初めて加納朋子の作品を読んだ。
ミステリっぽい始まり方で、たぶん、分野的にもミステリに属するのだろうけど、僕はこの小説をミステリなんだなと強く感じる事はなかった。
それよりも、人の心の温かさや弱さ、そして強さなどに出合える本だと思った。
登場人物たちの関わり方を見ると、誰もがその人個人の痛みや傷を持っているわけだし、それに苦しい思いを抱くことになるのだろうけど、この傷や痛みは他人の痛みを和らげるためにあり、その他人の痛みや傷は自分を和らげるために存在するのかもしれないと思えてくる。
若年層の犯罪が凶悪化している今、大人たちは若者の心を見失っているような気がする。そして若者の心を見失うことと同時に、大人は自分自身の心も見失ってしまったのではないだろうか。

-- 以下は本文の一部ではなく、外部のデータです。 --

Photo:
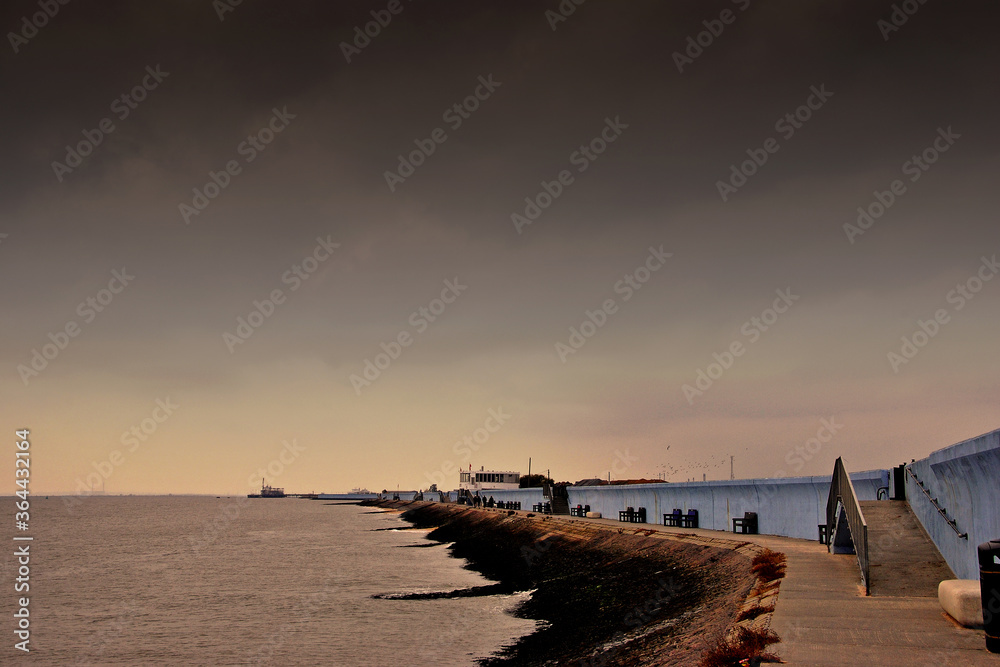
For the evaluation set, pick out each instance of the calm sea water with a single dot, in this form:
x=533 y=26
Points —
x=207 y=581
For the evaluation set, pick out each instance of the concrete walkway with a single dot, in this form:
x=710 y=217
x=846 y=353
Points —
x=824 y=618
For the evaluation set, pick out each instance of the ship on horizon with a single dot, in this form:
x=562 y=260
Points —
x=267 y=491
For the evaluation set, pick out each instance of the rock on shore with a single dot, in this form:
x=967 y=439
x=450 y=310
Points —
x=610 y=596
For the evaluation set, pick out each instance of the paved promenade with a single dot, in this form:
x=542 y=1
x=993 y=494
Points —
x=824 y=618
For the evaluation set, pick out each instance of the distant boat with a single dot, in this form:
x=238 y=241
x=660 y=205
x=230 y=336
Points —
x=267 y=492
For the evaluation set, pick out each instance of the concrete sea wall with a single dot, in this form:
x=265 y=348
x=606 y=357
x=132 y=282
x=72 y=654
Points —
x=965 y=480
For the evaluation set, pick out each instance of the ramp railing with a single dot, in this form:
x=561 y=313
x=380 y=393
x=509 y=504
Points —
x=934 y=501
x=842 y=494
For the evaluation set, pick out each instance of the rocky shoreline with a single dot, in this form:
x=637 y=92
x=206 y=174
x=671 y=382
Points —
x=609 y=596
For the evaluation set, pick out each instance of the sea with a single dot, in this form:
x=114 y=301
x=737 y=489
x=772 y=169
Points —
x=194 y=580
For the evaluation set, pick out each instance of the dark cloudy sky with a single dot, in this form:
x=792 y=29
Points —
x=618 y=402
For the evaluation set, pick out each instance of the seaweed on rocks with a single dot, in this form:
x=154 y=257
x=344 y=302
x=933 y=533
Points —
x=608 y=598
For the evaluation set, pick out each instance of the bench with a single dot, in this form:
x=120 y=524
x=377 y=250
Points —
x=673 y=519
x=632 y=515
x=747 y=525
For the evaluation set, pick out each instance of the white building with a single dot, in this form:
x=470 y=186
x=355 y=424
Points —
x=484 y=480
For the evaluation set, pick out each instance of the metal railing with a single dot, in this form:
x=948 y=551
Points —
x=842 y=493
x=934 y=502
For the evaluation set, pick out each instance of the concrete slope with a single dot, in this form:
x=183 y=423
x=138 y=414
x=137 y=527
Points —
x=902 y=559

青春という微妙な年頃に、様々な事で揺れ動き、不安定だからこそ、若者たちは誰よりも必死で考え、何かを表現しようと、何かを得ようと、もがき生きるから、輝く。
それが若者たちが輝いて見える理由なのかもしれない。
心を道標を見失いそうになったときや、哀しみに打ち沈んでいるときに、この本を読むと勇気が湧いて、きっと微笑めるだろう。